If you think geometry is a bit boring, well, you may be right.
But for one Pennridge 10th-grade geometry class, a hands-on architecture project has made geometry exciting.
Geometry teacher JoAnn Rubin uses a creative architecture project that teaches her students to use the precision of geometry and architecture as well as the freedom of artistic expression to help all types of students succeed in her math course.
"Not everyone is good at math," Rubin said about the project. "Some kids are really artistic."
The project asks students to create a representation of a building that they think is interesting or original.
They can make a model or a poster or any kind of representation of the building using their geometry skills. There is really only one thing curtailing the student's creativity on the project.
"The only restriction was that the buildings couldn't be rectangular," Rubin said with a smile.
This one restriction led students in many different directions and had them recreating all different kinds of buildings, from architectural classics to the downright bizarre.
Although the project results were all over the spectrum, students of all mathematical abilities consistently succeeded.

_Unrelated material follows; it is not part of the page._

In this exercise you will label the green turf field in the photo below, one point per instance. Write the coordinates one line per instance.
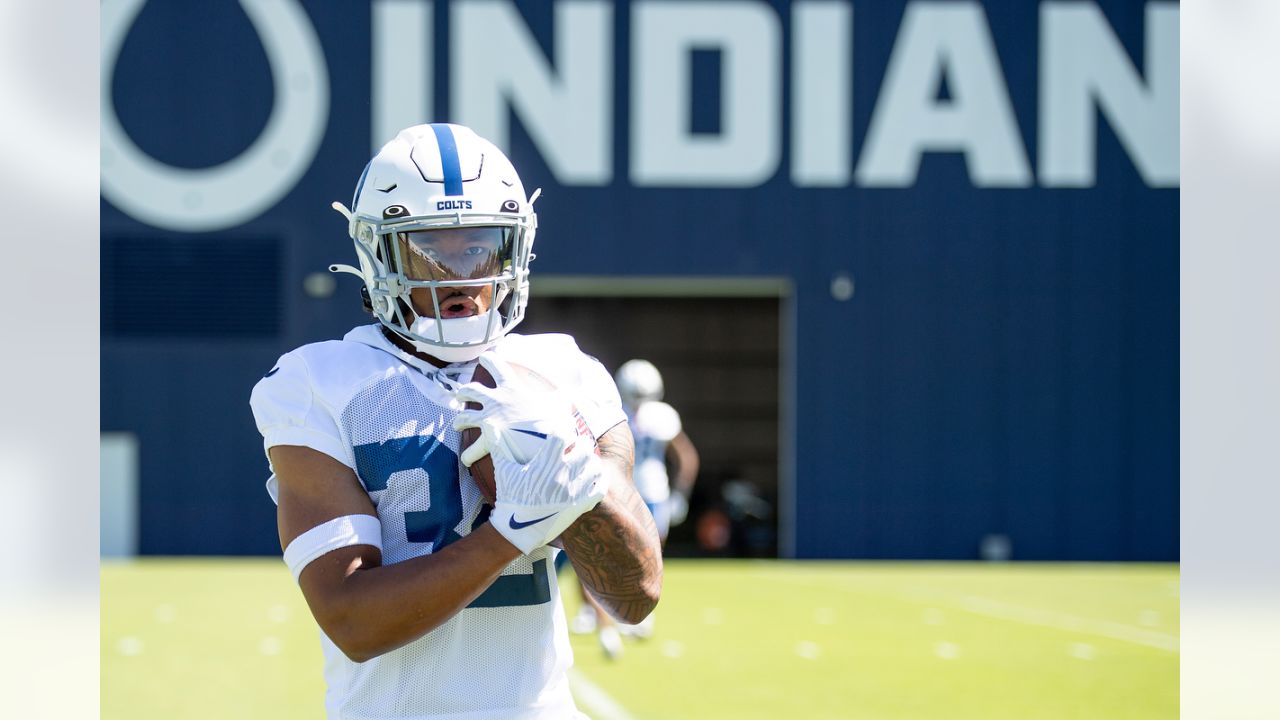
(232, 638)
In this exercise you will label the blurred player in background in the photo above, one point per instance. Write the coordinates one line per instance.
(661, 442)
(435, 600)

"It's about recognizing that we all have our talents and interests," Rubin said about the project that allowed every student to explore their abilities beyond the chalkboard. "I wanted them to look at the geometry of the actual buildings."
One of the more creative projects was built by Brett Saddington, who turned the parameters for the project completely upside-down.
"I just looked up the world's strangest buildings," Saddington said about the Google search that led him to an upside-down house built in Szymbark, Poland.
He said that he one day hopes to be an architect or an engineer, and he showed off his talent with his topsy-turvy creation.
Most of Rubin's students will not become architects or engineers, but by giving her students a look at the practical and creative side of geometry, she has given them an appreciation that could take them anywhere.
"They really don't know what direction they may be heading," Rubin said. "But who knows? They may become architects or engineers."